At the same time, MnDOT also will replace the aging Hwy. 10 bridge over the Rum River, realign frontage roads and put in multiple sidewalks and trails to improve pedestrian safety.

“This is a huge project,” MnDOT spokesman Kent Barnard said. “The city has been looking forward to this for many years.”

But Cathleen Pennaz, who lives in the construction zone’s epicenter at the interchange of Ferry Street and Hwy. 10, is not. She said she already has lost her internet connection and electricity a few times when crews were doing prep work, and now will lose part of her yard when the main work begins.

On top of that, she fears the project will bring a big increase in noise, dust and traffic for the next two years and beyond.

“I’m dreading it,” said Pennaz, who has lived in her 130-year-old house for the past four years. “It’s going to be awful, a mess.”

Barnard said the project is aimed at smoothing out pavement and expediting travel. Pennaz said it will just bring more traffic, and “it will move faster.”

Traffic on the key route for commerce and vacationers heading to their cabins often moves at a crawl or not at all. Miles-long backups often form during peak periods because of stoplights at Fairoak and Thurston, making it difficult for the 50,000 to 64,000 drivers — more than Interstate 35W carries through Blaine and Lino Lakes — who pass through Anoka each day. Hwy. 10’s more than 100 annual crashes contribute to the slow roll.

When the work is completed, delays in Anoka will be reduced by 75% and crashes by 57%, according to consultant Bolton & Menk.

The prospect of free-flowing traffic is exciting for Peter Turok, president of the Anoka Area Chamber of Commerce. Over the years, traffic jams have stunted growth in the area, and Anoka has lost some commercial projects because of the condition of the highway, he said.

“Many employers will only interview employees between 10 and 2 because they have lost employees in morning and evening traffic,” Turok said. The highway has not changed in years, and “it has hurt us.”

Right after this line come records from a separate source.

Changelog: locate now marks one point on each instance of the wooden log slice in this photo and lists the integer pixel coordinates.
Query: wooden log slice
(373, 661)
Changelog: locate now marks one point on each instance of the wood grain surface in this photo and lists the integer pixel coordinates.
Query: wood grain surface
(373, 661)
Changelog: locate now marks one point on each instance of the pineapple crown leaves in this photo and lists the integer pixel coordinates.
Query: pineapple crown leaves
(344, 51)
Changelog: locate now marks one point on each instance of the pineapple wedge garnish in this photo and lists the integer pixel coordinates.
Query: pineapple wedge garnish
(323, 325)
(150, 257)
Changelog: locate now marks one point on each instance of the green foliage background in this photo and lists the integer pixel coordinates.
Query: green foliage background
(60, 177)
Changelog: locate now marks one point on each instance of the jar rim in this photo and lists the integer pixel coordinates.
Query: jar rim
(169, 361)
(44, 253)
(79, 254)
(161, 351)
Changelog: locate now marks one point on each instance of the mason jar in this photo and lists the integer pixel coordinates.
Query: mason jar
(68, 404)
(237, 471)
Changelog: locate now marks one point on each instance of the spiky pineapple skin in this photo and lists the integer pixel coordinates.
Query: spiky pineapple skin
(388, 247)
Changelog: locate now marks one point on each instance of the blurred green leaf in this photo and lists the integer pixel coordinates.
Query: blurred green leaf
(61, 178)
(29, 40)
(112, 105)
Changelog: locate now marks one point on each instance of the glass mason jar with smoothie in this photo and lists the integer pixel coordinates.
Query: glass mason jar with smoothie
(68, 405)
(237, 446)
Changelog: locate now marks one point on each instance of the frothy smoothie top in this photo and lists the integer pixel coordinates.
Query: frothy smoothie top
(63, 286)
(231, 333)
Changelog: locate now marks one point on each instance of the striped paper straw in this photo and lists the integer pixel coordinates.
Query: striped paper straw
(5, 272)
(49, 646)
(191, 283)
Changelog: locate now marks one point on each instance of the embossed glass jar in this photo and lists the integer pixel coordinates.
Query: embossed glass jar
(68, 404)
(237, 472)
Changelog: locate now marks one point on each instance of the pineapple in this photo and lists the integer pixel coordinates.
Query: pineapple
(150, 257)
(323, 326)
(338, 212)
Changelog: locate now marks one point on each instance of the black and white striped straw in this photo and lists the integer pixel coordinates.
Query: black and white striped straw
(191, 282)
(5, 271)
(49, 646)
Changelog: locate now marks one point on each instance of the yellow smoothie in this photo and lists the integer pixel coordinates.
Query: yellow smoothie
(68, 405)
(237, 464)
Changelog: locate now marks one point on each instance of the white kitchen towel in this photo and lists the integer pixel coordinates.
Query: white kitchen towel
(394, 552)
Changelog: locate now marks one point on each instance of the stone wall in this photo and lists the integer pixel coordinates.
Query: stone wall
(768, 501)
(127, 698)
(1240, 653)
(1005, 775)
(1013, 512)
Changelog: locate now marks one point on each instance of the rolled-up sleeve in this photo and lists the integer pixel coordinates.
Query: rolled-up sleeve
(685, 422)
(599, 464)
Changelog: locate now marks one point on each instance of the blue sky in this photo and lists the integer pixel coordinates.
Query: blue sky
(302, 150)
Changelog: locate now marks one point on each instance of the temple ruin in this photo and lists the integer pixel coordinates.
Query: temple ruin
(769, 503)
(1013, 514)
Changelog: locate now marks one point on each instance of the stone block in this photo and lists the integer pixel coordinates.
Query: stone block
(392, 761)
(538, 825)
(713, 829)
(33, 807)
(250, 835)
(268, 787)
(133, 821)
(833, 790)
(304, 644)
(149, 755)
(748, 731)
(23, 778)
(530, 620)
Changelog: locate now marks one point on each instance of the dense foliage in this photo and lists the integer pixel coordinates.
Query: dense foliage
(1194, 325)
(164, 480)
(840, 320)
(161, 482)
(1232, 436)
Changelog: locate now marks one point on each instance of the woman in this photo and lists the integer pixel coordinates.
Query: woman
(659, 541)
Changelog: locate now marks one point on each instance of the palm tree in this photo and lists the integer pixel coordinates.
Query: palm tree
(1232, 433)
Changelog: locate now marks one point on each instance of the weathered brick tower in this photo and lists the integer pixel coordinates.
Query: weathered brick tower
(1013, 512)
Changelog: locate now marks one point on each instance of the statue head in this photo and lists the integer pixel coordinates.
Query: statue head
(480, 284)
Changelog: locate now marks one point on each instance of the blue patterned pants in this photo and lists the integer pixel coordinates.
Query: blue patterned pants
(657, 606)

Because Anoka will resemble a giant cone zone for the next two years, MnDOT recommends drivers simply passing through Anoka use alternate routes such as Interstate 94 and Hwy. 610, and above all avoid cutting through town using neighborhood streets.

Turok concedes that businesses could take a hit because some access points along Hwy. 10 will be closed. He pointed out that many businesses survived when the downtown Anoka bridge was replaced years ago and more recently when the Hwy. 169 bridge over the Mississippi River in Champlin was rebuilt. And they will weather this storm, too.

“It’s going to be a pain, no question about it,” Turok said. “If they can get through COVID, they can get through Hwy. 10.”

In the long run, he thinks the project will be “a huge benefit” and will bring residential and commercial growth to northern Anoka County.

The work on Hwy. 10 in Anoka is part of a larger plan to turn the highway into an expressway running from Elk River to Blaine. MnDOT removed traffic lights at Armstrong Boulevard in neighboring Ramsey in 2016 and put in an interchange. Plans are on the drawing board to do the same at Ramsey and Sunfish Lake boulevards.

This summer MnDOT also will begin transforming Hwy. 169 through Elk River into a freeway.